A friend of mine once told me, "Man, I love stupid people." I was like, "Why?" The situation was in reference to how he knew how to manipulate the World of Warcraft auction market and took advantage of some people not selling things at the correct price. I think his statement correctly assesses how a lot of good businesses operate: by praying on stupid people.
There was a great article on TechCrunch a while back talking about the questions investors ask potential businesses. The most significant question was, "What is your deadly sin?" If you combine that question with the average Joe's inability to see how he's sinning through using your product, then what you produce is a customer.

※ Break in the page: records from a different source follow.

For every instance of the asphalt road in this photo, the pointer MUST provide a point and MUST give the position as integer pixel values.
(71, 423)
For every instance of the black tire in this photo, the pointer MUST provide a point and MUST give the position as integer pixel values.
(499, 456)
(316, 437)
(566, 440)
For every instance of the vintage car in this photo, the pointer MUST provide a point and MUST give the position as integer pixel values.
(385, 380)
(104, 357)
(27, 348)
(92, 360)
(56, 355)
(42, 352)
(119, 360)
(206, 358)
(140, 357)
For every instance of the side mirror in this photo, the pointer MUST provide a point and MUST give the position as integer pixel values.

Earlier, I had managed to catch myself in the midst of a time wasting flame war on YouTube with some goof going about how I was a pro-wrestling smark. Ironically, by his definition he probably was more of a smark than me. Better yet, he responded with unbelievable celerity and he could not hounding me. I kept thinking to myself, "Wow. YouTube has managed to retain traffic just with the simple concept of comments." Then again most of the web these days is sustained through comments. Not just comments. Unmitigated comments that fan fires from anger and the absolute need to dominate other people via a person's massive ego.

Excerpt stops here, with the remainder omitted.